Location
- 323 East Clinton Street P.O. Box 380 Brimfield, Peoria County, Illinois 61517 USA
- 40°50′30″N 89°52′51″W﻿ / ﻿40.84164°N 89.88093°W

Information
- Type: Comprehensive Public High School
- School district: Brimfield Community Unit School District 309
- Teaching staff: 18.00 (FTE)
- Grades: 9–12
- Enrollment: 209 (2023-2024)
- Student to teacher ratio: 11.61
- Campus type: Rural, fringe
- Colors: Red, White
- Athletics conference: Prairieland Inter County Athletic
- Mascot: Indian
- PSAE average: 69%
- Feeder schools: Brimfield Grade School
- Website: Brimfield Schools Website

= Brimfield High School =

Brimfield High School, or BHS, is a public four-year high school at 323 East Clinton Street in Brimfield, Illinois, a village in Peoria County, Illinois, in the Midwestern United States. BHS is part of Brimfield Community Unit School District 309, which serves the communities of Brimfield, Kickapoo, and Edwards, and also includes Brimfield Grade School.
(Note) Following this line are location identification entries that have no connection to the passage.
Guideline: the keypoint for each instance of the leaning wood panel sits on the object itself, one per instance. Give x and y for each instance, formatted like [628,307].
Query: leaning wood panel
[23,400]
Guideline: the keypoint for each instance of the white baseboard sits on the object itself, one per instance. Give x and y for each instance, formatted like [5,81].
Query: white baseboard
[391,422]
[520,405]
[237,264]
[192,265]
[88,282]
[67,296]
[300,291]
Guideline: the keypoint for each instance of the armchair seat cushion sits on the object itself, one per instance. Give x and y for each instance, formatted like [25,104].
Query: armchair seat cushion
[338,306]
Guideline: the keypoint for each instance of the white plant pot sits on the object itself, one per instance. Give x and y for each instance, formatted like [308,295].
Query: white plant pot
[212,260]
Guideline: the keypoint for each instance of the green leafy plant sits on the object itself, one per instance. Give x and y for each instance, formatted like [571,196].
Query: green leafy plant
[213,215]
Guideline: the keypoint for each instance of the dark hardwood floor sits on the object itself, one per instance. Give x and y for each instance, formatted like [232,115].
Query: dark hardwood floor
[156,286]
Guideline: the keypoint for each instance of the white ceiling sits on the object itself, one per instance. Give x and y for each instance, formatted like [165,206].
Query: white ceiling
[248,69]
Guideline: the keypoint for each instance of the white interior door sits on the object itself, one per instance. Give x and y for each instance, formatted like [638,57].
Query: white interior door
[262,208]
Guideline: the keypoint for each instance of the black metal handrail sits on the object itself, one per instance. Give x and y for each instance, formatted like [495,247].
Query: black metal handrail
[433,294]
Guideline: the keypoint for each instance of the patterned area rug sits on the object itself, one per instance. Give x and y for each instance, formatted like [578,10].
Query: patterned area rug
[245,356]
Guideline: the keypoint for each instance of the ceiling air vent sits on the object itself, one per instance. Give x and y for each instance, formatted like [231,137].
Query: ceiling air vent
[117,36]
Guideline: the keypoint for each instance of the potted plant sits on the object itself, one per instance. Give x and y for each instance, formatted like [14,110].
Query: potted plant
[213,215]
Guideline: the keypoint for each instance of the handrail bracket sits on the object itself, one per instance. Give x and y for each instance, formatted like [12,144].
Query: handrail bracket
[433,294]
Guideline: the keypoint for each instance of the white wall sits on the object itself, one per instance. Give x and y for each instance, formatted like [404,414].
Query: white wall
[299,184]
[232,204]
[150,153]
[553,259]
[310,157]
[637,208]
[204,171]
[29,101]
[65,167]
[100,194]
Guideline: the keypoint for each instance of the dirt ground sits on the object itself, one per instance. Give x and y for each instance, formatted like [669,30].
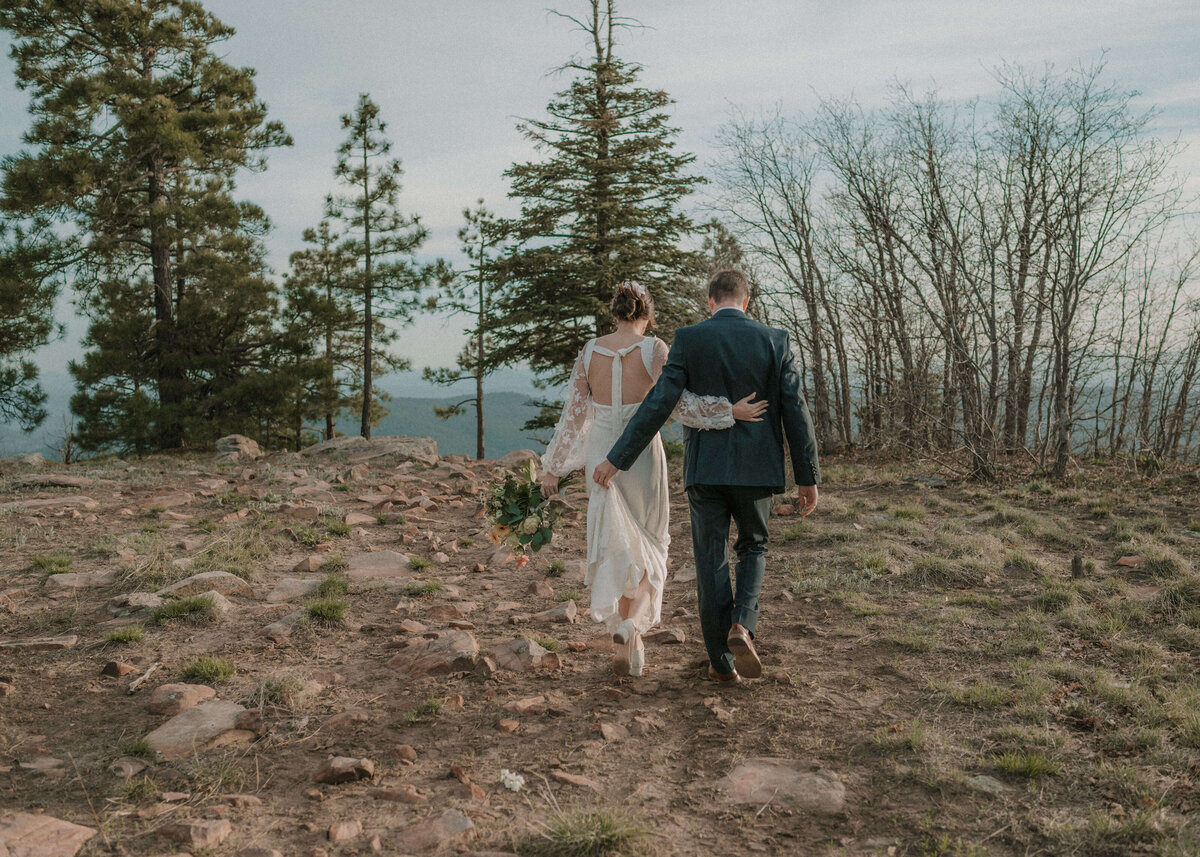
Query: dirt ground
[923,639]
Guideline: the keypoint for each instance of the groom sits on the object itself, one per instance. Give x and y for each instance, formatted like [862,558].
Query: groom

The campus is located 15 miles northwest of Peoria, IL, and serves a mixed village and rural residential community. The school lies within the Peoria metropolitan statistical area.

== Academics ==
In 2009 Brimfield High School did not make Adequate Yearly Progress, with 63% of students meeting standards, on the Prairie State Achievement Examination, a state test that is part of the No Child Left Behind Act. As of 2023, the school's high school graduation rate was 94%.

== Athletics ==
High School competes in the Prairieland Conference and also the Inter County Athletic Conference and is a member school in the Illinois High School Association. It co-ops with neighboring Elmwood High School for football, track and field, and cross-country. The school claimed its first state championship for a team sport in the 2014-2015 basketball season as the Brimfield men's team went 34-2 beating Mounds Meridian in the state finals.

== History ==
Brimfield, Illinois was founded in 1835; however, it was originally known as Charleston. The name was changed at the request of the United States Postal Service, most likely due to a naming conflict with Charleston, Illinois. A complete grade school was built in 1839 on the present-day school grounds. Two schools had preceded it, but couldn’t keep up with the demand and growing population. The first record of a high school in Brimfield lies with Brimfield Academy, on the grounds of the present day City Hall. It was a six-room school in which one room served as the high school. A dedicated high school was built in 1877. The brick building was updated to a new building in recent years.